Felkins’ Grocery

I understand that Kerb Felkins’ grocery building in Fitzhugh soon will be razed.

The building long ago saw its better days and probably should be razed, but, boy, do I hate to see it happen. Way back around

Way back around statehood, Fitzhugh was what Kerb used to describe as “a going Jesse.”

It was a bustling town on the railroad, with a bank, a newspaper, a couple of cotton gins, a lumberyard and a two-story brick schoolhouse.

Some of the businesses burned and others wilted in a changing economy and, by the time, I arrived on the scene in the 1950s, the going Jesse was gone.

The bank building was all that remained of the former bustle and it had long since been turned into a grocery store, which Kerb bought sometime in the 1940s.
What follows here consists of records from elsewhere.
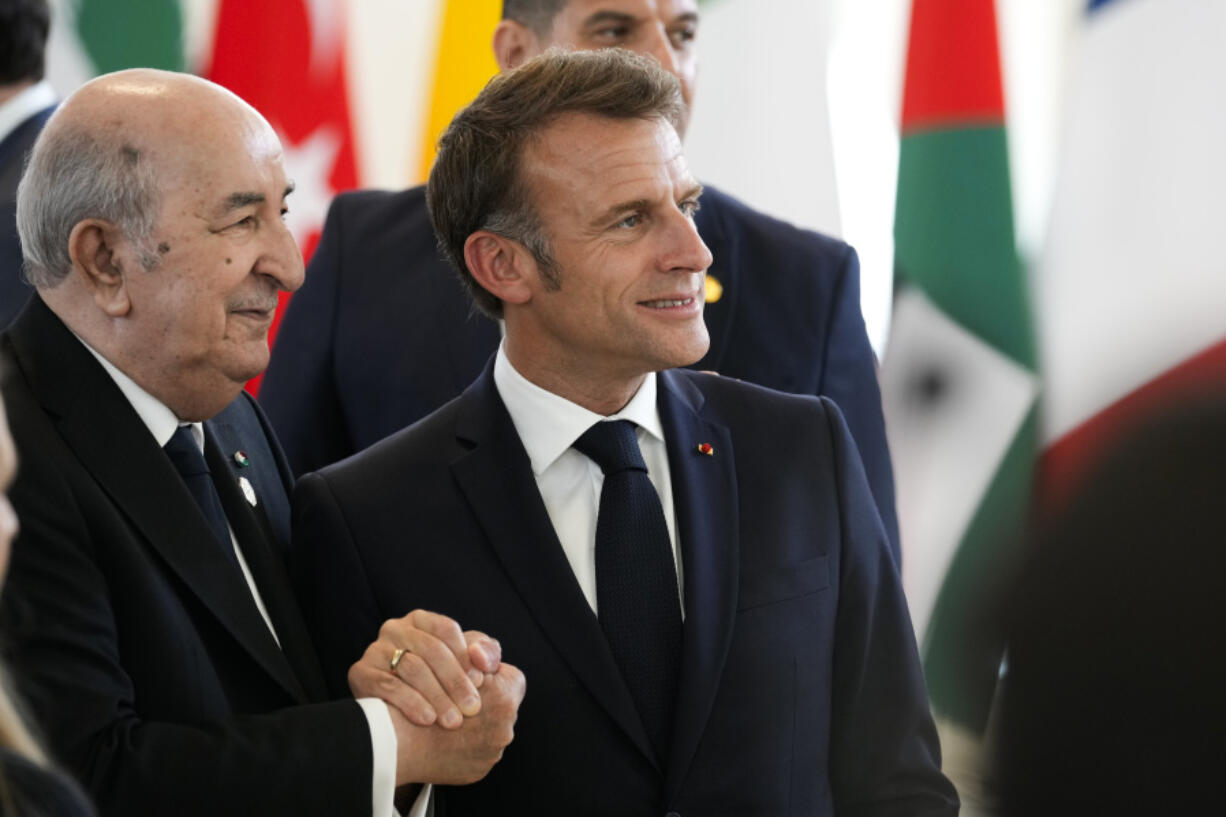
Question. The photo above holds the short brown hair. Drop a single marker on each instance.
(536, 15)
(476, 179)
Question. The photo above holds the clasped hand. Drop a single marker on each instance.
(453, 701)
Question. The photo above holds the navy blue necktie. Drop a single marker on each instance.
(189, 461)
(636, 593)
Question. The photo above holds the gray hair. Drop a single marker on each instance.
(72, 176)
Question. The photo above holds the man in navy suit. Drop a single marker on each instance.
(689, 569)
(147, 612)
(381, 334)
(26, 101)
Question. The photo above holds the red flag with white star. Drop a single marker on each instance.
(287, 59)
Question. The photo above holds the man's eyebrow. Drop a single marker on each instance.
(239, 200)
(607, 16)
(641, 204)
(618, 209)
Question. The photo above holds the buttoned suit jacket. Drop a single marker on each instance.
(134, 639)
(14, 150)
(801, 691)
(383, 333)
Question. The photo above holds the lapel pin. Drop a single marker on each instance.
(248, 491)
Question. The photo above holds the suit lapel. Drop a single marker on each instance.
(497, 479)
(109, 439)
(720, 314)
(294, 664)
(705, 502)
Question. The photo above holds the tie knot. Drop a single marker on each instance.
(612, 445)
(184, 454)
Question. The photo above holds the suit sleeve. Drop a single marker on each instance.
(59, 612)
(299, 391)
(850, 379)
(885, 756)
(331, 583)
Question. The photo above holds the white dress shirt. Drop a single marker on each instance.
(162, 423)
(569, 482)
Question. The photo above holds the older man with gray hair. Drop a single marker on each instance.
(148, 612)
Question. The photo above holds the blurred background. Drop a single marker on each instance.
(1034, 189)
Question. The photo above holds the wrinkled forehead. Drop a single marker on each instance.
(589, 158)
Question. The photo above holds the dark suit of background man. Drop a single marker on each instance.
(147, 610)
(792, 686)
(381, 334)
(26, 101)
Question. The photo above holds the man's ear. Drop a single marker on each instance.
(499, 265)
(95, 260)
(514, 43)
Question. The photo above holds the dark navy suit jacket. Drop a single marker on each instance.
(383, 331)
(134, 638)
(801, 691)
(14, 149)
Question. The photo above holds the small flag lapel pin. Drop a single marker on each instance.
(248, 491)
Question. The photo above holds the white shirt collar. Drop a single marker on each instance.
(156, 416)
(548, 425)
(23, 106)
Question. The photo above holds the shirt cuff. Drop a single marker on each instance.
(383, 752)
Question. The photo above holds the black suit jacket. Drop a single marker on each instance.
(14, 150)
(801, 691)
(135, 640)
(383, 331)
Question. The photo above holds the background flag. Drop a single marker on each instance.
(958, 382)
(1132, 283)
(287, 59)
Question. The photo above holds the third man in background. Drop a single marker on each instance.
(383, 333)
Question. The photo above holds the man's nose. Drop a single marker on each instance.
(685, 249)
(282, 260)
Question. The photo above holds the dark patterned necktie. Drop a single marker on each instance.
(189, 461)
(636, 593)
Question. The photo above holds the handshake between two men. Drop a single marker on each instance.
(453, 701)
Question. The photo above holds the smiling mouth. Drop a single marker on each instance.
(667, 303)
(255, 312)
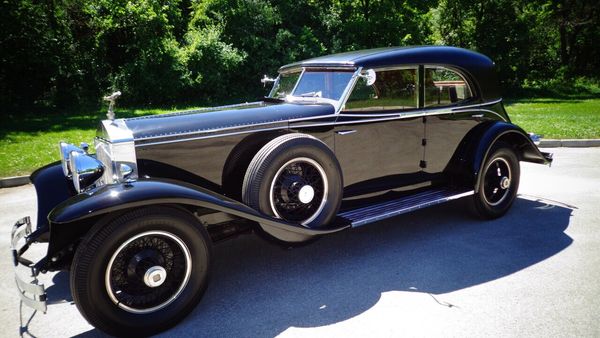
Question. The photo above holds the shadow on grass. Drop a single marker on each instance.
(261, 290)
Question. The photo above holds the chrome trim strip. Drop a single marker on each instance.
(194, 111)
(215, 130)
(409, 208)
(114, 131)
(210, 136)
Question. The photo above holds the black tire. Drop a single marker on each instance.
(498, 183)
(283, 174)
(106, 275)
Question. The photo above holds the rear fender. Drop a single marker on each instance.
(73, 217)
(478, 143)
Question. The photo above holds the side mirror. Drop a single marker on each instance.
(370, 76)
(266, 80)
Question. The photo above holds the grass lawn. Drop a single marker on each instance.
(557, 118)
(28, 142)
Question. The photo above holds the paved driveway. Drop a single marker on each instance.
(436, 272)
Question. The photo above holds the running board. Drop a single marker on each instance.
(377, 212)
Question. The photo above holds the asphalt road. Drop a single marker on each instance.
(436, 272)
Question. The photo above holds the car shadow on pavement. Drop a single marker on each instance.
(258, 289)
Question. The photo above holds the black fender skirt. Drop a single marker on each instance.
(147, 192)
(479, 142)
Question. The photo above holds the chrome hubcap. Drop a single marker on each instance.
(505, 182)
(155, 276)
(306, 194)
(299, 191)
(136, 276)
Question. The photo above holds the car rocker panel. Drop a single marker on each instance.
(341, 141)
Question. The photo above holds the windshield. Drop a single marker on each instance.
(312, 84)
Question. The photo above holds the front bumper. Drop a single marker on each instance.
(32, 293)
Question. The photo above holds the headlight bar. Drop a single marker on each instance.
(80, 167)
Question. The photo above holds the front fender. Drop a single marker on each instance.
(147, 192)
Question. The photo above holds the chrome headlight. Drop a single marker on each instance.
(85, 170)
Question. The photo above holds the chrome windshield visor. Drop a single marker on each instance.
(325, 85)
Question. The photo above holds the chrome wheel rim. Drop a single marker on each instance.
(148, 272)
(497, 181)
(298, 192)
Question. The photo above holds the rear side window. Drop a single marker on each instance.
(445, 87)
(393, 90)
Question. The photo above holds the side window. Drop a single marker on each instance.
(393, 90)
(444, 87)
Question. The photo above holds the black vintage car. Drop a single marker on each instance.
(341, 141)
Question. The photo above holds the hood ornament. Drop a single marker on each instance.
(111, 106)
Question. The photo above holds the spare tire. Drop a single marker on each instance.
(297, 178)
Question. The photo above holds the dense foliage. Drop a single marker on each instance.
(62, 53)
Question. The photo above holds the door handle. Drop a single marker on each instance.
(346, 132)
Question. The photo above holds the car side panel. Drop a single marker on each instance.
(370, 149)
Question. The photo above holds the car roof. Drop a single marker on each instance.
(477, 67)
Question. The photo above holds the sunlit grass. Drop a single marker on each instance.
(28, 141)
(557, 118)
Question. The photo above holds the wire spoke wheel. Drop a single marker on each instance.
(299, 190)
(497, 181)
(148, 272)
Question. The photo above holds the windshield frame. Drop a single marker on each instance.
(338, 104)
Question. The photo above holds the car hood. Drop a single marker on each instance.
(224, 119)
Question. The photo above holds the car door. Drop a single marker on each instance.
(447, 90)
(377, 144)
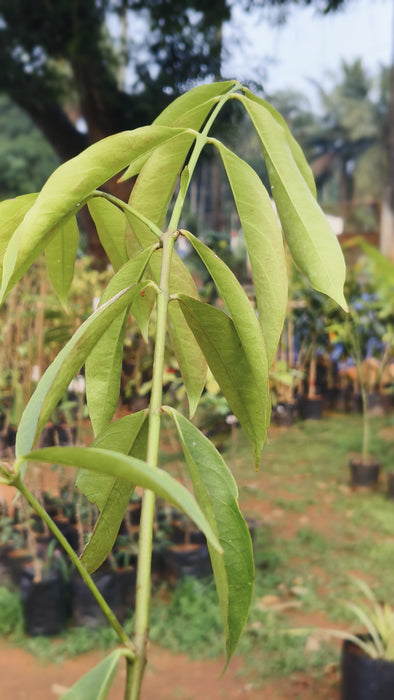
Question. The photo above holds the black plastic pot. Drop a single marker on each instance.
(44, 604)
(364, 678)
(364, 474)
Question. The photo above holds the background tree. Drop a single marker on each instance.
(84, 69)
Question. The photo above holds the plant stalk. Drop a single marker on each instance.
(113, 621)
(201, 140)
(143, 589)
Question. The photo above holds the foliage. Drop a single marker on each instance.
(237, 343)
(11, 618)
(26, 158)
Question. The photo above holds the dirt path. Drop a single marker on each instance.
(168, 677)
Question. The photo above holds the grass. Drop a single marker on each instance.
(314, 530)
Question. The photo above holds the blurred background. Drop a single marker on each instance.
(75, 71)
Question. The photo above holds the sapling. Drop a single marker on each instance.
(238, 344)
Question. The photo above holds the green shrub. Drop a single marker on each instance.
(11, 616)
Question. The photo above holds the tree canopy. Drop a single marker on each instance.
(64, 62)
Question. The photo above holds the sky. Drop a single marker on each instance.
(309, 46)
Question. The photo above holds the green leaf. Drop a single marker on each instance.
(151, 196)
(192, 100)
(60, 255)
(264, 243)
(59, 374)
(12, 212)
(155, 186)
(111, 495)
(217, 336)
(216, 492)
(111, 224)
(311, 241)
(133, 470)
(239, 308)
(69, 187)
(95, 684)
(104, 363)
(295, 148)
(191, 361)
(152, 192)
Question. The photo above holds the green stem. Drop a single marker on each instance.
(143, 590)
(364, 399)
(127, 208)
(18, 483)
(200, 142)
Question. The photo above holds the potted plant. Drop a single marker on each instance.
(238, 345)
(309, 312)
(361, 334)
(367, 661)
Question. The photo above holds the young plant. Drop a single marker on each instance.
(238, 344)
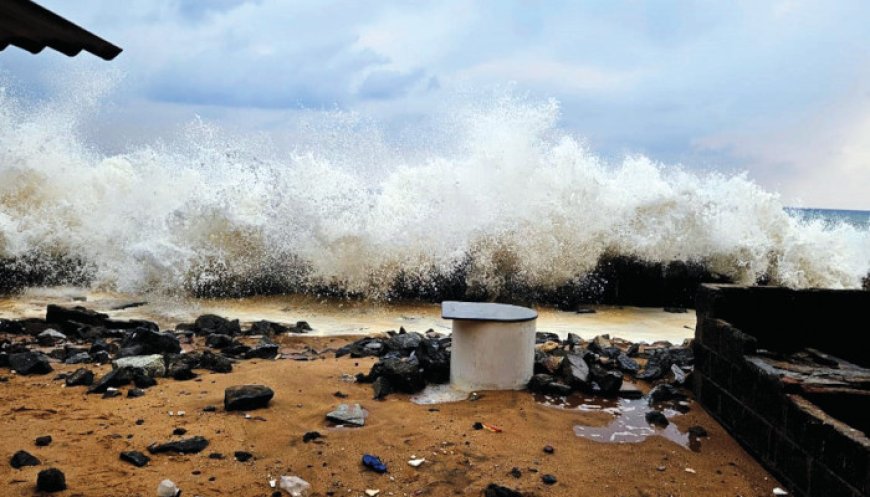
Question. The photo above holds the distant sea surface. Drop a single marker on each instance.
(859, 219)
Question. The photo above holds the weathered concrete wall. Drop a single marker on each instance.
(806, 447)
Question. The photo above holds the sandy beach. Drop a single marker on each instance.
(90, 432)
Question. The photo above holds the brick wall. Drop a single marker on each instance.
(807, 449)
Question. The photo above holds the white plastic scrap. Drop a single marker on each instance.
(167, 489)
(295, 486)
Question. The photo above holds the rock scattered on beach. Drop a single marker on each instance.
(187, 446)
(657, 418)
(374, 463)
(23, 458)
(30, 363)
(135, 458)
(51, 480)
(493, 490)
(294, 486)
(247, 397)
(346, 414)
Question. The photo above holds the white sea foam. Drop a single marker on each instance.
(493, 184)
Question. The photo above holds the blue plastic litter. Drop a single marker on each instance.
(374, 463)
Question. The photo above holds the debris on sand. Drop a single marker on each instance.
(247, 397)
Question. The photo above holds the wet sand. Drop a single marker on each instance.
(329, 317)
(90, 432)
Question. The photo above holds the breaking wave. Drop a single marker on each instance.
(488, 190)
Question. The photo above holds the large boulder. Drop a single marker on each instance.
(29, 363)
(147, 341)
(209, 324)
(152, 364)
(191, 445)
(78, 314)
(609, 381)
(114, 378)
(575, 371)
(403, 375)
(247, 397)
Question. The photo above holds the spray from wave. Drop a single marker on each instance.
(488, 194)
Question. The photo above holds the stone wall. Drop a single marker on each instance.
(797, 431)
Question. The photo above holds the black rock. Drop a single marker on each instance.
(114, 378)
(80, 377)
(311, 435)
(405, 342)
(573, 340)
(682, 356)
(493, 490)
(29, 363)
(301, 327)
(214, 362)
(143, 381)
(381, 388)
(664, 392)
(135, 458)
(111, 393)
(101, 357)
(242, 456)
(267, 328)
(697, 431)
(404, 375)
(544, 337)
(236, 350)
(181, 371)
(219, 341)
(21, 459)
(658, 364)
(50, 337)
(209, 324)
(247, 397)
(627, 364)
(152, 342)
(434, 357)
(608, 381)
(78, 314)
(50, 480)
(575, 371)
(262, 351)
(79, 358)
(657, 418)
(135, 393)
(539, 383)
(187, 446)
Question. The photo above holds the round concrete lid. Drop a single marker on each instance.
(478, 311)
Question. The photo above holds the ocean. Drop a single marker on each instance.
(492, 192)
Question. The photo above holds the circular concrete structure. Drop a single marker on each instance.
(493, 345)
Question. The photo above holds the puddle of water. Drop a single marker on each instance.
(439, 394)
(629, 424)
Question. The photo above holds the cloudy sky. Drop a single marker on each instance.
(780, 89)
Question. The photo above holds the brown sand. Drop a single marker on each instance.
(89, 433)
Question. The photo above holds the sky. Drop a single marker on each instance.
(779, 89)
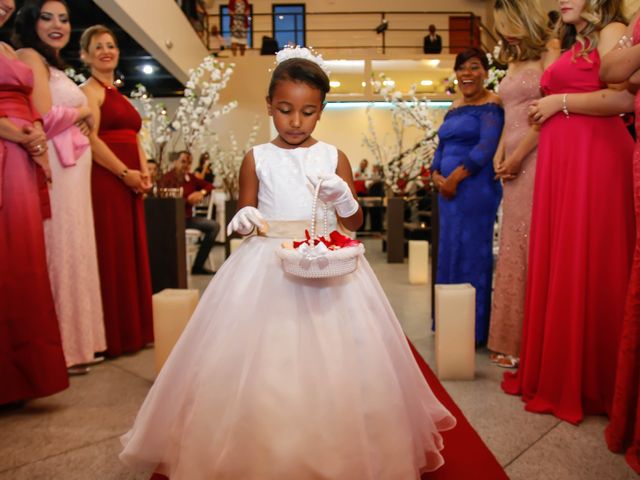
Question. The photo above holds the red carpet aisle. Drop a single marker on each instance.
(465, 454)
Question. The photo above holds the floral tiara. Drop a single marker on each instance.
(296, 51)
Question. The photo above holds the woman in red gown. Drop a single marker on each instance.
(623, 432)
(31, 359)
(582, 228)
(119, 176)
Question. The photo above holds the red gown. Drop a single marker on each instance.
(581, 243)
(31, 359)
(121, 237)
(623, 433)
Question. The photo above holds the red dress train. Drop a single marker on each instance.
(581, 244)
(31, 359)
(121, 236)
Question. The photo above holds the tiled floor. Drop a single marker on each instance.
(74, 435)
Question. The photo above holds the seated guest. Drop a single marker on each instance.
(193, 191)
(432, 42)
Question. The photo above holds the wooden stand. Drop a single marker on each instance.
(455, 331)
(166, 242)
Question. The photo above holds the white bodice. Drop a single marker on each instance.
(64, 91)
(284, 192)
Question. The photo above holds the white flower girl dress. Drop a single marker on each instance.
(282, 378)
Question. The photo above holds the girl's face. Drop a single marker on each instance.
(471, 76)
(6, 9)
(570, 11)
(296, 108)
(53, 26)
(103, 53)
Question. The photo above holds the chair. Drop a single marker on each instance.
(193, 236)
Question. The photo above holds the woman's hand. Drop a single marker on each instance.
(449, 188)
(544, 108)
(509, 169)
(34, 140)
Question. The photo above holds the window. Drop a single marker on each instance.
(288, 24)
(225, 29)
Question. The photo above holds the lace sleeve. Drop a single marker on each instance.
(491, 123)
(437, 159)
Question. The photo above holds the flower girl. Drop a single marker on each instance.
(278, 377)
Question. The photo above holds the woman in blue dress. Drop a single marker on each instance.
(464, 175)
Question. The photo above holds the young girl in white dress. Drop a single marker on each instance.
(282, 378)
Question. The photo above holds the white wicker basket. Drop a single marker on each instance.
(329, 263)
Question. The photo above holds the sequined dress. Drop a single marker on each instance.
(507, 312)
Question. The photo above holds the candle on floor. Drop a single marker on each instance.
(235, 243)
(455, 331)
(172, 309)
(418, 262)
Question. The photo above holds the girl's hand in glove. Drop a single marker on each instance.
(334, 190)
(246, 220)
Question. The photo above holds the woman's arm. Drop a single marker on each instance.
(344, 171)
(102, 154)
(248, 196)
(622, 61)
(41, 94)
(509, 169)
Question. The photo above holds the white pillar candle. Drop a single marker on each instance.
(172, 309)
(418, 262)
(235, 243)
(455, 331)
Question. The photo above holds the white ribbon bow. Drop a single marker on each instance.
(317, 254)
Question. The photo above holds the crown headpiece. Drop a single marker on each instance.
(296, 51)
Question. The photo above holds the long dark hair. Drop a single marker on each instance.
(25, 35)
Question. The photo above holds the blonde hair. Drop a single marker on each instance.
(598, 14)
(524, 20)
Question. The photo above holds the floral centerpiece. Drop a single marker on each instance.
(404, 166)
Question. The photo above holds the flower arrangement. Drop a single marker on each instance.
(403, 167)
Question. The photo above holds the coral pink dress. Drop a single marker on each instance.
(278, 377)
(31, 359)
(121, 234)
(582, 236)
(623, 433)
(69, 234)
(507, 312)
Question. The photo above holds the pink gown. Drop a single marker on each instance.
(31, 359)
(69, 234)
(507, 312)
(582, 236)
(623, 433)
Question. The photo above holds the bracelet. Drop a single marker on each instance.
(565, 110)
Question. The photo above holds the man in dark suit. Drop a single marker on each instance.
(432, 42)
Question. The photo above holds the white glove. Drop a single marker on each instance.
(334, 190)
(245, 221)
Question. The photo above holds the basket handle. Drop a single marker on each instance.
(314, 209)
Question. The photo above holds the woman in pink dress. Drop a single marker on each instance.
(582, 226)
(31, 359)
(119, 175)
(623, 432)
(42, 28)
(527, 49)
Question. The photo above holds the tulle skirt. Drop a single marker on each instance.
(279, 378)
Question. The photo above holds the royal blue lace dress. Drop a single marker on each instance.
(469, 137)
Kerb had an old-fashioned pop box with cold water that went up a couple of inches high on the bottles. It was the coldest pop in captivity because Kerb kept it a quarter of a notch above freezing.

The regulars knew how to pick out a pop, which would be dripping wet from the water, and use their thumb and middle finger to flick the water back into the pop box.

Kerb had some dairy crates and boxes around the pop box, and that was where local boys learned all the things they needed to know to become men.

Such as how to pour peanuts into a bottle of RC and how to drink around a toothpick in the corner of your mouth.

And that you should cut the sleeves out of your hay-hauling shirts.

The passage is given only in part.